In Japan, 3Q real GDP contracted by 0.8% q/q, marginally weaker than expectations at -0.2%. The 2Q read was revised slightly higher to -0.7% q/q from -1.2%, however the nation was still in a technical recession. Exports did improve in 3Q but CAPEX remained a noticeably soft spot. We anticipate today’s data will put further pressure on the BoJ to increase stimulus. That said, we do not expect that the BoJ will change its policy mix at Thursday meeting. 
***Yann Quelenn, Market Analyst: The preliminary figures for the third quarter Japan GDP were widely expected, printing below expectations at -0.8% year-on-year, marking the second consecutive quarter that the economy has contracted. Japan has fallen back into recession. This data is definitely not good news for Prime Minister Abe, who is still struggling with his arrows to stimulate the economy through wages as retail sales are still not at a strong enough level to provide with sufficient traction for the economy. We believe that, for the time being, these results will not trigger any additional policy stimulus. In addition business spending fell 1.3%, more than the anticipated 0.4%.

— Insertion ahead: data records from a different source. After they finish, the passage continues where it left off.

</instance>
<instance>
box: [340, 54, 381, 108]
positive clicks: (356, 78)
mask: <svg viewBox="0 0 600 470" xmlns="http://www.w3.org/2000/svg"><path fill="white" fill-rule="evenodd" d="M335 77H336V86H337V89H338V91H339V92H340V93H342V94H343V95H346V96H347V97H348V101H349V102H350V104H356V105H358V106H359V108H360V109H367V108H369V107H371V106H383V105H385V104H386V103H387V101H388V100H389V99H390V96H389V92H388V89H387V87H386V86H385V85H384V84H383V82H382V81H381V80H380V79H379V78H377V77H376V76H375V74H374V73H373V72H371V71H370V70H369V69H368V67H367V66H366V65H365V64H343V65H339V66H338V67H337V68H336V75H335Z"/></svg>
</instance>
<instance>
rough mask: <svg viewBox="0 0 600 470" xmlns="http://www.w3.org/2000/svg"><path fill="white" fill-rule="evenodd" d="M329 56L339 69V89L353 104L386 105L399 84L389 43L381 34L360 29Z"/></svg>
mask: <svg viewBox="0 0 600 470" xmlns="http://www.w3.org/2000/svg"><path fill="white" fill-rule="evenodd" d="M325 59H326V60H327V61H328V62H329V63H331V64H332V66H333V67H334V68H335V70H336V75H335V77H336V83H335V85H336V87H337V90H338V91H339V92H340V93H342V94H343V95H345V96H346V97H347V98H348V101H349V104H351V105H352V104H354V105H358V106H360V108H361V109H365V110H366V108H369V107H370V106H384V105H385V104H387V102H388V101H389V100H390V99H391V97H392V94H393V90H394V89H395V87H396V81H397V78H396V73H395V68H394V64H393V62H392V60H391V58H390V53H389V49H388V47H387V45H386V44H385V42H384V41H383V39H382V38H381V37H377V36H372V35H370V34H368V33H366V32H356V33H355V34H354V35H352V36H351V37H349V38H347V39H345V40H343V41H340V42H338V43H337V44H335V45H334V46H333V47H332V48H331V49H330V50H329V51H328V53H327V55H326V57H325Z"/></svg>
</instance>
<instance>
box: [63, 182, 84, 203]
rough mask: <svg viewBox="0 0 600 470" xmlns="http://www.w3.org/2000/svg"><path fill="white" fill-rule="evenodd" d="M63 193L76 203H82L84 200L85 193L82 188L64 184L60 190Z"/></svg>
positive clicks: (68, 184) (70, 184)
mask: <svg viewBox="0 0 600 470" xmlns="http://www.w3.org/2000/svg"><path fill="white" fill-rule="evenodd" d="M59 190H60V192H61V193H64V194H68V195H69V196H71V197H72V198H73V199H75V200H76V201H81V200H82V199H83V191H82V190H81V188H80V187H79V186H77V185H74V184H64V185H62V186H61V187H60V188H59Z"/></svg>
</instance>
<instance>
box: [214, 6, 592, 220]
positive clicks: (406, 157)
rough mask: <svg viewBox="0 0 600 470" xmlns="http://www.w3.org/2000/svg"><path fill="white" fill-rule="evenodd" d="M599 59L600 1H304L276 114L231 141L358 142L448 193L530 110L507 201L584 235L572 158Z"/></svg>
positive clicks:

The pressure to ease will grow. Indeed the Bank of Japan’s official forecast of 1.2% for March 2016 seems impossible. As a result, major Japanese indices have dipped this morning at the opening session amid the atrocities in Paris on Friday night. The USDJPY is heading slightly upwards this morning. The fiscal and monetary arrows appear to be not sufficient to boost the economy. Structural reforms are largely awaited. We remain bearish on the yen.”***
In New Zealand, real retail sales 3Q climbed 1.6% q/q above the optimistic 1.4% and prior 0.1% 2Q read. Australia’s new motor vehicle sales fell 3.6% m/m in October (4.2% y/y) against upwardly revised improvement of 5.9% (7.8% y/y) in September. In Thailand, GDP growth 3Q increased 1.0% q/q, well above expectations of 0.6%. This solid read puts the annual number at 2.9% in 3Q from 2.8% in 2Q. Tourism remains a bright spot, adding 3.2% to the headline GDP number however, private investment remains soft.
We anticipate that trading will remain subdued today as participants continue to focus on Paris headlines. In the Euro-area, final inflation is anticipated to stay in line with the flash estimate of 0.0%y/y in October, although a slight rise in country reads increases the risk to a strong read.